Dzieci też borykają się z depresją

Dzieci też borykają się z depresją

Dodano:   /  Zmieniono: 
fot. infoWire.pl Źródło: InfoWire.pl

Kiedy dziecko dojrzewa, pogorszenia nastroju wydają się normalne. Może być smutne z powodu słabszej oceny w szkole lub przeżywać pierwszy zawód miłosny. Jednak gdy stan zniechęcenia utrzymuje się dłużej lub się nasila, warto udać się do specjalisty, bo to może być depresja.
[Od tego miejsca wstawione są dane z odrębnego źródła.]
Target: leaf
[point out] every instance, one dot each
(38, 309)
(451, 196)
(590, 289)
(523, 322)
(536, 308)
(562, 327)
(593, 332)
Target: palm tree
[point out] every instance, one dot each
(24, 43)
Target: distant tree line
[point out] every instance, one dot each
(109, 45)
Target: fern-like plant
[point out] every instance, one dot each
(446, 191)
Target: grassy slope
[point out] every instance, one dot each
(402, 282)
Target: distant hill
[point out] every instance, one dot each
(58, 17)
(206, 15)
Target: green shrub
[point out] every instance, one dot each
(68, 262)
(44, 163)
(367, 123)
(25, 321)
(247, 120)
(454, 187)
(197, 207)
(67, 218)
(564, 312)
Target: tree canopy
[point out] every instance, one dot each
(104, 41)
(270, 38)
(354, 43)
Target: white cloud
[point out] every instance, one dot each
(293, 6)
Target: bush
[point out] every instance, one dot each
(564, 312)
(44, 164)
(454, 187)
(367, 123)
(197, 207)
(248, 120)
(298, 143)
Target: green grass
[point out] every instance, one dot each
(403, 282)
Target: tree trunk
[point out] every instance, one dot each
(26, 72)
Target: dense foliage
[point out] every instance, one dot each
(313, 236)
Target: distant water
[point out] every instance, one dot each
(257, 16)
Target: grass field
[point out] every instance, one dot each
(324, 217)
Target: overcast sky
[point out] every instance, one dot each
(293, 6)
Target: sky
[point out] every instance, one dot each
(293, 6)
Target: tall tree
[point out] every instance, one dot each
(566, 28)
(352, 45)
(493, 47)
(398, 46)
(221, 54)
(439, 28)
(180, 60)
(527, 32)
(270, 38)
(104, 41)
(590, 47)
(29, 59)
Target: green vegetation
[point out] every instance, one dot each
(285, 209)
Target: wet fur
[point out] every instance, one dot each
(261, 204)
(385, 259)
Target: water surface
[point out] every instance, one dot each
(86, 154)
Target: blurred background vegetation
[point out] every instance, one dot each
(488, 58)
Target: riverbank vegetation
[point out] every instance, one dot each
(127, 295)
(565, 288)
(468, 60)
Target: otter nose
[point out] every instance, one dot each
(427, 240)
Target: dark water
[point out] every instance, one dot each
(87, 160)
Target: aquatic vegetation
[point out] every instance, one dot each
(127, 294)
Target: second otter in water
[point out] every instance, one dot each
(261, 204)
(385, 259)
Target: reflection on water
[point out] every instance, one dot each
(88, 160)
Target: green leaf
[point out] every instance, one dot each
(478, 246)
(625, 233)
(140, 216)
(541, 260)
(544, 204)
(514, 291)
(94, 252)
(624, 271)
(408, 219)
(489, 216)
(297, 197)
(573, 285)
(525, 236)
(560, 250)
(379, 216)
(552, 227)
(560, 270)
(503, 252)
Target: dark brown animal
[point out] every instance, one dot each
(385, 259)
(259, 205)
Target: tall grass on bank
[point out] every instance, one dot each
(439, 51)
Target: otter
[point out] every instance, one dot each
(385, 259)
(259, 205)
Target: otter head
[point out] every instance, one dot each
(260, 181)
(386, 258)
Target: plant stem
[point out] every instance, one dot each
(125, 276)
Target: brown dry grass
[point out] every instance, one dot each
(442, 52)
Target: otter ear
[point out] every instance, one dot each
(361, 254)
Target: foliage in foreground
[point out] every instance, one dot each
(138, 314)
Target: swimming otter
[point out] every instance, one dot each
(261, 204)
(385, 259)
Choroba dotyka 2% dzieci oraz 8% nastolatków. Same objawy depresyjne obserwuje się natomiast już u co trzeciego młodego człowieka. Podobnie jak dorośli, dzieci narażone są na stres i traumy związane np. z rozwodem rodziców, przemocą, zaniedbywaniem czy też odrzuceniem przez rówieśników. Należy pamiętać, że objawy depresyjne towarzyszą również chorobom somatycznym oraz różnym stanom fizjologicznym. U dzieci depresję najczęściej powodują jednak czynniki biologiczne i genetyczne.
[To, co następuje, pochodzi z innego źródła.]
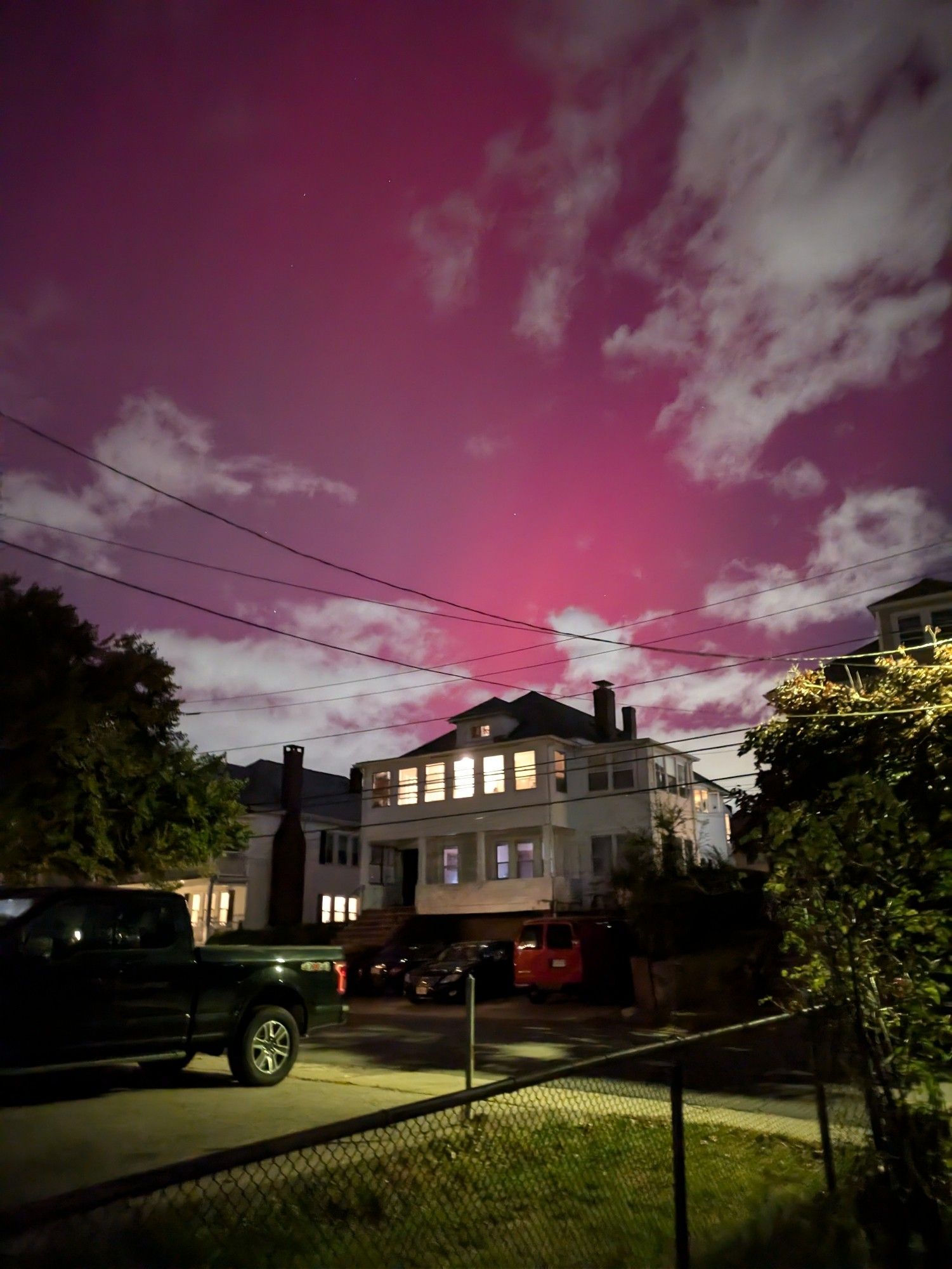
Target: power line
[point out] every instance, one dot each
(513, 669)
(286, 546)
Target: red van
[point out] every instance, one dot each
(566, 954)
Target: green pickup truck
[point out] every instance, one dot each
(91, 976)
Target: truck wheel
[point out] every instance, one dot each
(266, 1048)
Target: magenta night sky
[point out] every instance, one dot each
(571, 313)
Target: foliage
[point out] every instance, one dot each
(856, 818)
(97, 784)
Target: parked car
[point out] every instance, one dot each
(395, 961)
(445, 978)
(579, 955)
(96, 975)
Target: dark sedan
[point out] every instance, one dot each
(445, 978)
(395, 961)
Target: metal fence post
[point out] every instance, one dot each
(470, 1036)
(682, 1247)
(821, 1112)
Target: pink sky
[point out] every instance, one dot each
(570, 313)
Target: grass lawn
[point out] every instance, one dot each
(530, 1191)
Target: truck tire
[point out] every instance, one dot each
(266, 1048)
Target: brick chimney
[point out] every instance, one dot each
(289, 850)
(603, 696)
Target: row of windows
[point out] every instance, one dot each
(339, 848)
(440, 782)
(338, 909)
(460, 779)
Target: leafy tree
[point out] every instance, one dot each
(97, 782)
(853, 810)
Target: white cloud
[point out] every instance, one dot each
(809, 211)
(799, 479)
(448, 238)
(864, 526)
(223, 667)
(166, 446)
(481, 445)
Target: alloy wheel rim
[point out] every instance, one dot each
(271, 1048)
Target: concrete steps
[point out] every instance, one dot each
(374, 928)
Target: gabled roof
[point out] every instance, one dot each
(920, 589)
(495, 705)
(324, 794)
(535, 715)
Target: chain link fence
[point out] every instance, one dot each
(651, 1158)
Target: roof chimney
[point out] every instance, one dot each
(604, 710)
(292, 779)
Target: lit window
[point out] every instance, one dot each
(381, 789)
(559, 767)
(525, 860)
(464, 777)
(451, 866)
(503, 861)
(407, 786)
(598, 773)
(436, 782)
(493, 775)
(526, 770)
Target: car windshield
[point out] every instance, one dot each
(13, 907)
(461, 952)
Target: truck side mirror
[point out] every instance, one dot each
(39, 947)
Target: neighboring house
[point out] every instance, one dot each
(712, 818)
(303, 864)
(901, 620)
(523, 806)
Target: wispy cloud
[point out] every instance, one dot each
(809, 211)
(164, 445)
(863, 526)
(484, 445)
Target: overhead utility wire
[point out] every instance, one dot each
(512, 669)
(296, 551)
(303, 639)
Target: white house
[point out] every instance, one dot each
(523, 806)
(303, 864)
(712, 819)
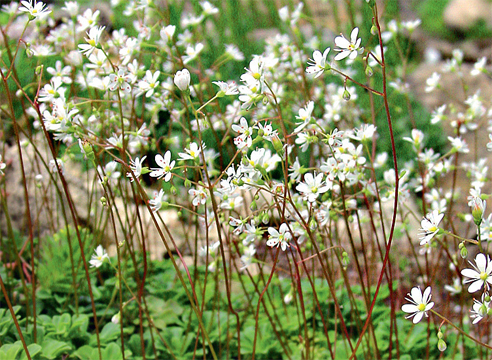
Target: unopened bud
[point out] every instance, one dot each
(265, 219)
(346, 95)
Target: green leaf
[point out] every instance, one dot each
(109, 333)
(85, 352)
(12, 350)
(33, 349)
(52, 349)
(62, 324)
(112, 352)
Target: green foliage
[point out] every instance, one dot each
(55, 265)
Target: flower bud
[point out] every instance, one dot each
(345, 259)
(346, 95)
(116, 318)
(441, 345)
(265, 218)
(182, 80)
(463, 251)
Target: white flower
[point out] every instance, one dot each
(479, 66)
(459, 145)
(416, 139)
(420, 304)
(245, 131)
(92, 41)
(35, 9)
(489, 144)
(455, 288)
(318, 64)
(208, 8)
(480, 274)
(429, 226)
(167, 32)
(411, 25)
(192, 153)
(225, 88)
(433, 82)
(279, 238)
(182, 79)
(136, 166)
(348, 48)
(165, 166)
(120, 80)
(199, 196)
(480, 309)
(149, 83)
(192, 53)
(98, 258)
(312, 186)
Warto zwrócić uwagę, czy dziecko nie jest przygnębione, płaczliwe, zobojętniałe, znudzone ani pesymistycznie nastawione do świata (myśli typu ,,wszystko jest bez sensu", ,,i tak nic mi się nie uda"), a także czy nie ogranicza kontaktu z rówieśnikami. To mogą być objawy zaburzeń depresyjnych.
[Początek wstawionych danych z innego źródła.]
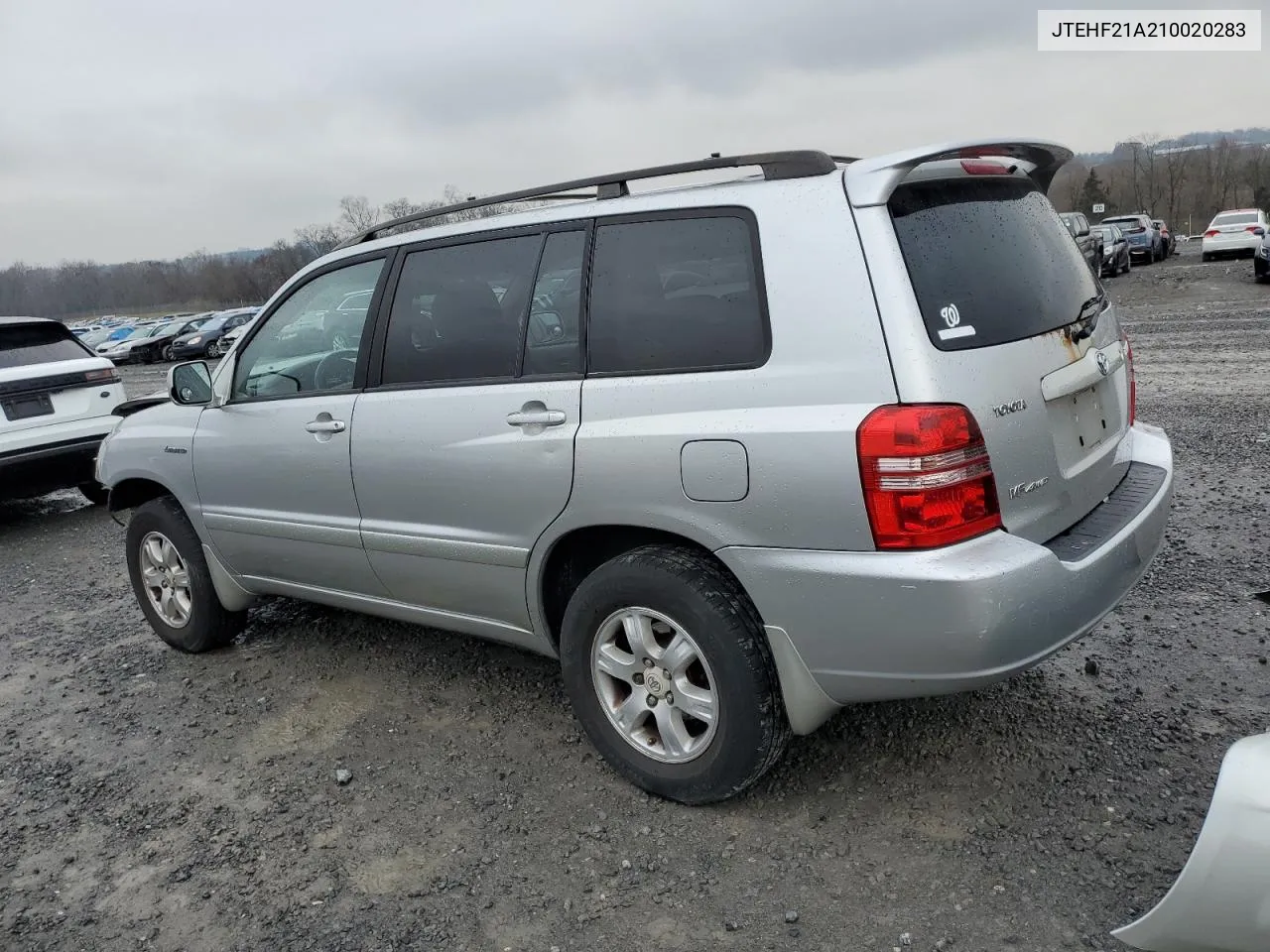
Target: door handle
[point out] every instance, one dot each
(325, 425)
(536, 417)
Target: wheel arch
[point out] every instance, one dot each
(137, 490)
(558, 567)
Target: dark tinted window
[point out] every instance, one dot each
(675, 295)
(552, 339)
(457, 311)
(39, 343)
(988, 261)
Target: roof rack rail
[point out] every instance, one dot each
(776, 166)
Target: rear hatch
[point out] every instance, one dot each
(48, 376)
(1005, 317)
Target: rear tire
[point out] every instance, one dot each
(207, 625)
(665, 592)
(94, 493)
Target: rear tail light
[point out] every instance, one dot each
(926, 476)
(1133, 380)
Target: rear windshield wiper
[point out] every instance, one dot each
(1089, 311)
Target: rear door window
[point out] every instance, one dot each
(458, 312)
(989, 261)
(27, 344)
(676, 295)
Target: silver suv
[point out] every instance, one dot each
(737, 453)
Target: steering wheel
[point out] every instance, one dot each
(335, 371)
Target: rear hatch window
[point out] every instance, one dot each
(989, 261)
(27, 344)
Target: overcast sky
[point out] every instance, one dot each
(151, 128)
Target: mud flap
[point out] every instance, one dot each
(1220, 901)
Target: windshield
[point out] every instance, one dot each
(987, 262)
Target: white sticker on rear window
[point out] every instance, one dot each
(952, 317)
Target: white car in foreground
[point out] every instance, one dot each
(1237, 231)
(56, 403)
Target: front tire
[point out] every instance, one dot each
(668, 667)
(172, 583)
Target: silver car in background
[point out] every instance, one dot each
(737, 453)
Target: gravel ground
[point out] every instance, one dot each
(153, 800)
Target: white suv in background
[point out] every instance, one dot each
(56, 398)
(1237, 232)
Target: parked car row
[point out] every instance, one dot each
(175, 338)
(1111, 245)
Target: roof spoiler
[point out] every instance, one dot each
(871, 181)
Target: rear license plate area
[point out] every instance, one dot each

Depresję u dziecka leczy się inaczej niż u człowieka dorosłego - wyłącza się środki farmakologiczne. ,,Leki przeciwdepresyjne są lekami psychotropowymi i mają istotny wpływ na funkcjonowanie mózgu. Dla rozwijającego się organu są one niebezpieczne. Dlatego w przypadku dzieci zalecana jest psychoterapia. Wyjątkowo ważne jest wsparcie rodziny i bliskich" - mówi serwisowi infoWire.pl dr Agnieszka Szaniawska-Bartnicka z Instytutu Psychiatrii i Neurologii w Warszawie.